Toronto City Councillor for Ward 1 (Swansea and Bloor West Village)
- In office 1969–1976
- Preceded by: Mary Temple
- Succeeded by: David White
- In office 1978–1994
- Preceded by: Elizabeth Eayrs
- Succeeded by: David Hutcheon

Personal details
- Born: April 27, 1922 Sniatyn, Stanisławów Voivodeship, Second Polish Republic
- Died: January 22, 1998 (aged 75) Toronto, Ontario
- Occupation: Pharmacist

= Bill Boytchuk =

William Boytchuk (April 27, 1922 - January 22, 1998) was a longtime city councillor in Toronto, Ontario.

He was born near Sniatyn, Poland and after spending several years in Germany immigrated to Canada in 1948. Working as a pharmacist he became active in the local Ukrainian committee.

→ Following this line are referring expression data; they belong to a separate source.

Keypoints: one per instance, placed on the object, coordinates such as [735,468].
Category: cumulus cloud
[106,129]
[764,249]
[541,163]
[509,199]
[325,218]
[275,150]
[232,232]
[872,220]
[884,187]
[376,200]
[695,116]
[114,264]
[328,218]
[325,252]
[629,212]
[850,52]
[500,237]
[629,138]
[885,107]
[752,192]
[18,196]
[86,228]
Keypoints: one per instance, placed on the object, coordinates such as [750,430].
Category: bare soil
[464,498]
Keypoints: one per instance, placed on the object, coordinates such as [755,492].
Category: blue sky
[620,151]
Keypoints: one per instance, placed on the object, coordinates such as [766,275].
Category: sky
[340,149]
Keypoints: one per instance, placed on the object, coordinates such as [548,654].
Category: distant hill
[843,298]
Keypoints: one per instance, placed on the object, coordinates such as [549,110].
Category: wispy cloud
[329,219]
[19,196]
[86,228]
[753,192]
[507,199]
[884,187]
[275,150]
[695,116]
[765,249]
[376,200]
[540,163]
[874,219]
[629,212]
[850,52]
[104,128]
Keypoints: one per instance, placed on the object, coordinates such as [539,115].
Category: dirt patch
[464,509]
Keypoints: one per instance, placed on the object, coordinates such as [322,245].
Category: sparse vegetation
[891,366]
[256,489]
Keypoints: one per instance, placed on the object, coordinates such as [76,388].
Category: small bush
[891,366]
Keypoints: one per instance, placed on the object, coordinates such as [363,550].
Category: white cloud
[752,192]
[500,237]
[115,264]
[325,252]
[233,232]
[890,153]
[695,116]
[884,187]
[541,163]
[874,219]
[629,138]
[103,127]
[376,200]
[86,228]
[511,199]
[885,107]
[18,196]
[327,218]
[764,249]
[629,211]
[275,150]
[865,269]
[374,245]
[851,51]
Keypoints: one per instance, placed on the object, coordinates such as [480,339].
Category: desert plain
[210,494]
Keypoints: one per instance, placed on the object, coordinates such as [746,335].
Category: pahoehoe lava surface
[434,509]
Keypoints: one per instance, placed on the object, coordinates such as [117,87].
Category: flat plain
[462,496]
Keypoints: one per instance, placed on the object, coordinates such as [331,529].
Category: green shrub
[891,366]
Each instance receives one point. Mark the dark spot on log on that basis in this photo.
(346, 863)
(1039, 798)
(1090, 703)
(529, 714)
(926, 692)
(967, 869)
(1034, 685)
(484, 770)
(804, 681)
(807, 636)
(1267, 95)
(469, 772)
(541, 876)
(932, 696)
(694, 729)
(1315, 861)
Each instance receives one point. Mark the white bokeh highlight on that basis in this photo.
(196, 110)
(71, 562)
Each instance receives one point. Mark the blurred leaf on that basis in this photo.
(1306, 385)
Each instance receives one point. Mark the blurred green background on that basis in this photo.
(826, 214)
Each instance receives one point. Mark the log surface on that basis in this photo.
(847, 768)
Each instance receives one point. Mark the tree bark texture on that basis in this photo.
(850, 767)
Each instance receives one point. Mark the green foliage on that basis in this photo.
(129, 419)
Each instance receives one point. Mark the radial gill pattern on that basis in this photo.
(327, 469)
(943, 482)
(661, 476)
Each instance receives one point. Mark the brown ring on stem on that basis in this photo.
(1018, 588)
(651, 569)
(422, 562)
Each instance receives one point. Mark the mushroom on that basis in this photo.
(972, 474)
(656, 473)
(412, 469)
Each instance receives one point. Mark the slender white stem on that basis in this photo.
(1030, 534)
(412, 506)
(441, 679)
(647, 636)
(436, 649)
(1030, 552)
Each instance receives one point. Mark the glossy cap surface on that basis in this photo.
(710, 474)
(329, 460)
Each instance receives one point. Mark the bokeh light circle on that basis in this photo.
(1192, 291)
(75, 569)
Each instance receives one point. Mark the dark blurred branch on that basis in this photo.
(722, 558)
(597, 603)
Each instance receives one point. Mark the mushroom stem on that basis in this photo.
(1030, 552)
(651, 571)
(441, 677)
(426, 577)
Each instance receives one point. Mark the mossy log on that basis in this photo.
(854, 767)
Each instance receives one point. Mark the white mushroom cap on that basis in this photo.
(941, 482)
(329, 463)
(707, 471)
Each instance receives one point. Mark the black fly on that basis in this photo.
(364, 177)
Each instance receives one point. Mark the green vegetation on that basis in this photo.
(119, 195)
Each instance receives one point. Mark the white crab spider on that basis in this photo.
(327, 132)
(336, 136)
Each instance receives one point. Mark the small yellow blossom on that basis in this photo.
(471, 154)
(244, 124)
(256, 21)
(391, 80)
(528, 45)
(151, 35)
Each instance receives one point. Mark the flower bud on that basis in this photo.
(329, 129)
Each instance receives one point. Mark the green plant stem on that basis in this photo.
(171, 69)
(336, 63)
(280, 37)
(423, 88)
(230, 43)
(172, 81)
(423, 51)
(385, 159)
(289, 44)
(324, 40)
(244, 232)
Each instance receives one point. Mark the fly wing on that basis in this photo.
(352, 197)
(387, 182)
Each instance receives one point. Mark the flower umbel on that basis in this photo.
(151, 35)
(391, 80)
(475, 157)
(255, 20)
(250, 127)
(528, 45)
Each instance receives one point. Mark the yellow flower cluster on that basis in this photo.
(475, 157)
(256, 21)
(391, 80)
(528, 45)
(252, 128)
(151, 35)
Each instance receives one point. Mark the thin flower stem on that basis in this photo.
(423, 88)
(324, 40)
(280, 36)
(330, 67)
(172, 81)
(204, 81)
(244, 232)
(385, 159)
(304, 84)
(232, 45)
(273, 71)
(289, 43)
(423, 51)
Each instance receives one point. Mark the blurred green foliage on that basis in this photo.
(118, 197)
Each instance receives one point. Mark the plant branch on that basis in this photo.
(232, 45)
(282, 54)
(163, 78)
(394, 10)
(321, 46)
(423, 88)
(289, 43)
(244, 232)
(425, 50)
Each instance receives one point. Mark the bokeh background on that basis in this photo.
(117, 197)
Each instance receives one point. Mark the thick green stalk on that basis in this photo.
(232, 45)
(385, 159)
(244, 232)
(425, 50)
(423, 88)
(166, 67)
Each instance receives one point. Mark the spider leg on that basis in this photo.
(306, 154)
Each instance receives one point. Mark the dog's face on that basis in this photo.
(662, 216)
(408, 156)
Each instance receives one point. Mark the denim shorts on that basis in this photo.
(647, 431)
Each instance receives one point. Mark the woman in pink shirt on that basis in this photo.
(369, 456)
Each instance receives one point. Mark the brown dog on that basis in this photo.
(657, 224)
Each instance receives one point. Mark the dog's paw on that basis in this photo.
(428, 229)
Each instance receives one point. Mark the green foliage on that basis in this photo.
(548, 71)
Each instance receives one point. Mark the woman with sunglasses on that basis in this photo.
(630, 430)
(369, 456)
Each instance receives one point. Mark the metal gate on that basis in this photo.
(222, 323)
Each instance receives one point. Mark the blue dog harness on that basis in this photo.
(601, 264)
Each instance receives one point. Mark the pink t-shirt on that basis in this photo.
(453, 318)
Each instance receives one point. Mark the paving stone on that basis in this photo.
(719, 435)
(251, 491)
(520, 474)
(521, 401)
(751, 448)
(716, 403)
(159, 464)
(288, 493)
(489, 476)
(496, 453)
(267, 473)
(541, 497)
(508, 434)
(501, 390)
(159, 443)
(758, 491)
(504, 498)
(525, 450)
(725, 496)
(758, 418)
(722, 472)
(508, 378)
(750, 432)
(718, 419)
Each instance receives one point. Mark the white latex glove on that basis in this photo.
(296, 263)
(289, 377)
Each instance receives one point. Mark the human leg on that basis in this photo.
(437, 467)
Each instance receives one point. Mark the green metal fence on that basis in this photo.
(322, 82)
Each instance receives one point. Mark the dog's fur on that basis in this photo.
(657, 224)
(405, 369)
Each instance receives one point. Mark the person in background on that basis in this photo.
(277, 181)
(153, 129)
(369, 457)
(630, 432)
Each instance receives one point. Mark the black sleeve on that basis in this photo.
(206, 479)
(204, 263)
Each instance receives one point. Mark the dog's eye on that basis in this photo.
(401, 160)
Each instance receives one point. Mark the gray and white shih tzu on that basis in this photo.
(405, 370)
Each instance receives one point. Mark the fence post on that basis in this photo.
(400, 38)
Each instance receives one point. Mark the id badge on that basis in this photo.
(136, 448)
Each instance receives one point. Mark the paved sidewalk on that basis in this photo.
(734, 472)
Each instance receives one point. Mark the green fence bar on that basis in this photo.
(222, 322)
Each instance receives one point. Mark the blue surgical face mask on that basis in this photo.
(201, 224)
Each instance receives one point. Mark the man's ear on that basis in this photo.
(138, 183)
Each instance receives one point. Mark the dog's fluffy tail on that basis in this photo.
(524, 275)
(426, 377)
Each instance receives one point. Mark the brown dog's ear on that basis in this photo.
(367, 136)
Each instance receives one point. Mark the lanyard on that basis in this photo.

Boytchuk was elected to city council in the 1969 election representing the westernmost part of the Old City of Toronto covering Swansea and Bloor West Village. He was considered one of the council's "Old Guard" of conservative, generally pro-development councillors but became more moderate over his time in office. During the Cold War he was also notable for his strong anti-Soviet policies. He played a central role in having a monument to the Katyn Massacre erected in his ward. In 1990 he also led the effort to oppose a sister city agreement with Volgograd.

In the 1976 election Boytchuk lost his seat in a surprise upset to left winger David White. He thus decided to run provincially for the Progressive Conservatives in the 1977 Ontario election for the riding of High Park—Swansea. He lost that race in a close contest to NDP incumbent Ed Ziemba. With the retirement of Elizabeth Eayrs, the other councillor in his old seat, Boytchuk returned to council in 1978. He continued to represent his west end seat until he retired in 1994.

In 1964, he served as the president of the National Soccer League until the 1968 season.